A multi-process architecture is just a prerequisite. Where is the actual sandboxing for content processes and other important processes which enforces security boundaries needed for meaninful site isolation?
3 Likes
Indeed, as mentioned above Firefox still does not use isolatedProcess service flag.
It is truly abysmal the state of Firefox on Android after all these years.
Pure neglect.
12 Likes
You can use orbot with brave to achieve the same effect
@anonfox
that won’t isolate sites to their own circuit.
1 Like
Honestly we should understand @Encounter5729’s sentiment that this is a good step in the right direction for Firefox and hold them accountable to that standard (which is stabilizing and enabling the isolatedProcess).
Now that I saw your fair responses.
Speaking of, people, please phrase properly next time, for the love of god.
4 Likes
Agreed. They started the rollout for Fission for Firefox desktop back in 2021, and only now are we getting it rolled out for Android. isolatedProcess will probably not be implemented in the near future, unfortunately, as it still has a lot of blockers.
DNS-over-HTTPS is another privacy/security feature which still isn’t here (except in IronFox, to my knowledge), and I bet the new features currently rolling out, like tab groups for desktop, won’t come anytime soon, either.
At the end of the day, it’s probably because of the small userbase of Firefox Android, but projects like Tor would benefit from security improvements, and we all know how important that is.
Nonetheless, I am happy improvements are being made.
2 Likes
It works if you enable it in about:config (or in the stable release: chrome://geckoview/content/config.xhtml) but yeah I wouldn’t really count that.
2 Likes
It is on IronFox, and the maximum level of protection is enabled by default, with Quad9 as the default provider
Too late to the party, they should have done it a long time ago by now. Seems like Mozilla forgot their roots & what made them so popular and at peak, once upon a time. The legendary “Fox”. But what will happen if they don’t keep/maintain this one thing and focus elsewhere!, Yes, Chrome has insane monopoly backed by tech giant and there are anticompetitive elements, but it’s not an excuse to stall the development. FF is still the only true independent browser except for when projects like Ladybird manifests. But until then “Brave” all the way.
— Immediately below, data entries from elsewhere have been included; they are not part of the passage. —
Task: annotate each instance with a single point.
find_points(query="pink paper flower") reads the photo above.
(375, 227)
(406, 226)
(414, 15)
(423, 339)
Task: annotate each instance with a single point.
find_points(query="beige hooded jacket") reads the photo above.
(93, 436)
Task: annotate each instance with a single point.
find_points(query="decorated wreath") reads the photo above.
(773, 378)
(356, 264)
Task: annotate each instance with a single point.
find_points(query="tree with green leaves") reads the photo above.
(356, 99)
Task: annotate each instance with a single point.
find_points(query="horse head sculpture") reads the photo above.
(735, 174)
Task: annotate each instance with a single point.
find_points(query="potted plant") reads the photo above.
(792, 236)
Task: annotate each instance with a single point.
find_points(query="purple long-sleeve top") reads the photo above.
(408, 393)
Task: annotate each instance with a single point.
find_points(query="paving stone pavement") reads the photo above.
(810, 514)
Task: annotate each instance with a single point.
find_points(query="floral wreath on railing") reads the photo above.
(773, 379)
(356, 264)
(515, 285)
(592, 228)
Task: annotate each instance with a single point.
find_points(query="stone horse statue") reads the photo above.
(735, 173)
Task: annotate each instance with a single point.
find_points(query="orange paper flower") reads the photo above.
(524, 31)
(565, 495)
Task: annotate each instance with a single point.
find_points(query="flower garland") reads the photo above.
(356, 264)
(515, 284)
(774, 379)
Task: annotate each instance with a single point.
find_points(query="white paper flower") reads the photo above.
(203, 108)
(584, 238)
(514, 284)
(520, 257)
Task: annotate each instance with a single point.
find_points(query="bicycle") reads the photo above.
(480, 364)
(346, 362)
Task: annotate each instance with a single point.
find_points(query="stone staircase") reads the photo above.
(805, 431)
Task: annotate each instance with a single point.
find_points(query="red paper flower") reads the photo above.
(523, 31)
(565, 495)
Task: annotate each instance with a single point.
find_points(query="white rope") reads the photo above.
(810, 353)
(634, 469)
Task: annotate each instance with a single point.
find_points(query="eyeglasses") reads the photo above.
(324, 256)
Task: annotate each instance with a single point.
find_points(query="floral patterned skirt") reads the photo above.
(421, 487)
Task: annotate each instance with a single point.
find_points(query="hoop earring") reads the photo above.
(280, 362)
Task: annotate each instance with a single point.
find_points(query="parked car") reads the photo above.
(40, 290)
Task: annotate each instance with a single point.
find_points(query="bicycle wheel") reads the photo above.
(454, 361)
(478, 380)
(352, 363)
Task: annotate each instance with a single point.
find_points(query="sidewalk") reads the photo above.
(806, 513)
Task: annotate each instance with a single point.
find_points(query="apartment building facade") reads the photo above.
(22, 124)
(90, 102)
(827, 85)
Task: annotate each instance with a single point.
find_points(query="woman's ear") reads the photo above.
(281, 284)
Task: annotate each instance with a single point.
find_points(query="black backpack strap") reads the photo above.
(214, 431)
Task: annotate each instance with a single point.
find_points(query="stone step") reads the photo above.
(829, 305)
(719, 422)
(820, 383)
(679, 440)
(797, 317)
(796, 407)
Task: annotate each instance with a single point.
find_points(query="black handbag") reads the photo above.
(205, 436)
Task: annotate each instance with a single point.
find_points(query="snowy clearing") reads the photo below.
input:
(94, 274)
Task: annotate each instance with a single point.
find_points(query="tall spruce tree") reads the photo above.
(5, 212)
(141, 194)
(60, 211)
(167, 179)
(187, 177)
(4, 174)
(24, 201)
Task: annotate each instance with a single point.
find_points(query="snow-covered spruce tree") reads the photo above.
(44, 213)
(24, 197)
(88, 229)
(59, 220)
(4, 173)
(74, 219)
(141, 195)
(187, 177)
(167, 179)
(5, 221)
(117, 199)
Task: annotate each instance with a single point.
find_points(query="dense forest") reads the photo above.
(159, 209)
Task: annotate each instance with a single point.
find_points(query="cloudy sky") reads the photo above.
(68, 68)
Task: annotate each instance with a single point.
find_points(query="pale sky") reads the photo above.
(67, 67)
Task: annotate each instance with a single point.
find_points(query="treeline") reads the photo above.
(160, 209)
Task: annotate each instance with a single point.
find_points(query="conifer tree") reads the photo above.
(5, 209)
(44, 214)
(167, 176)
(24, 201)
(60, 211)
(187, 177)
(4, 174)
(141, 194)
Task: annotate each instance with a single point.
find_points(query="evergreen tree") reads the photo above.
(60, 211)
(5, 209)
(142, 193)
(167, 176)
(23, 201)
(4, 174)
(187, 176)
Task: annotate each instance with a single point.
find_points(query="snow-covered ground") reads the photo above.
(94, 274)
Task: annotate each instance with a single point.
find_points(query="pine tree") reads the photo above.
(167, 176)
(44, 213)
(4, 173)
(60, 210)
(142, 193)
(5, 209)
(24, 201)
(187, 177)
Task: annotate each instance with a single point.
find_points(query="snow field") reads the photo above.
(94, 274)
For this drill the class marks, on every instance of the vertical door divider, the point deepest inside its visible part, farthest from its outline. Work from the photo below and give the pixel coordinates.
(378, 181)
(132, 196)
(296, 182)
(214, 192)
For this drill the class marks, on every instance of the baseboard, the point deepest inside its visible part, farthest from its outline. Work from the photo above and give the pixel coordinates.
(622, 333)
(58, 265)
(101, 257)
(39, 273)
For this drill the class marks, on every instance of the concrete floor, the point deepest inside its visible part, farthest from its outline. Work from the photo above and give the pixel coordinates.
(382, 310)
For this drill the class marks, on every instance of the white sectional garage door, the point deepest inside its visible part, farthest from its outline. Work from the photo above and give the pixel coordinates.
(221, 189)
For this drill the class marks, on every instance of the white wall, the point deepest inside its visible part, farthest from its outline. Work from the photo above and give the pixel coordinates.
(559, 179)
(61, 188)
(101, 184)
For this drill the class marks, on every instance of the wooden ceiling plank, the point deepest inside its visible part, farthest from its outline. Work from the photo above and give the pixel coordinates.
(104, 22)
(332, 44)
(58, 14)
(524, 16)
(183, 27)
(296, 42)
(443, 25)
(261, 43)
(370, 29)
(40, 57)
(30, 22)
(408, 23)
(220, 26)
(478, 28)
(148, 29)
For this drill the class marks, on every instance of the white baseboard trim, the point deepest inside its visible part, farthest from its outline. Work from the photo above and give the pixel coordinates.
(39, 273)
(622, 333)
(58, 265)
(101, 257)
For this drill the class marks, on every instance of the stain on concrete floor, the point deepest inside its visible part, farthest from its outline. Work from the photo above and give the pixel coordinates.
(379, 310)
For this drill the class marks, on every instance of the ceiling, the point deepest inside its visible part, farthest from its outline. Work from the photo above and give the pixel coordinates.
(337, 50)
network.proxy.autoconfig_url
???
This is the problem with using abbreviations. Maybe you should edit your original post and write out what you’re actually talking about here.
tbf, Chrome on Android relies on dynamic code loading, which, may be a bigger cause of concern than these other sandboxes it may have?
Ex: Graphene disables (ART) JIT & (memory) DCL on most if not all system components except Vanadium (WebView), I think.
Edit:
Wow. I didn’t know. Chrome uses what they call “magic pointers” which are also compressed? I wonder how it all even works properly with PAC (pointer authentication) let alone MTE (memory tags). Does Graphene/Vanadium have a write up anywhere on what went into it (if it wasn’t just a matter of flipping a build-time / compile-time / link-time / runtime flag)?
FF also needs DCL via memory.
No. Sandboxes are one of the biggest security hurdles in browsers.
Wdym?
Firefox is strange company turly though they are the primary browser company starting from netscape they do everything except browser.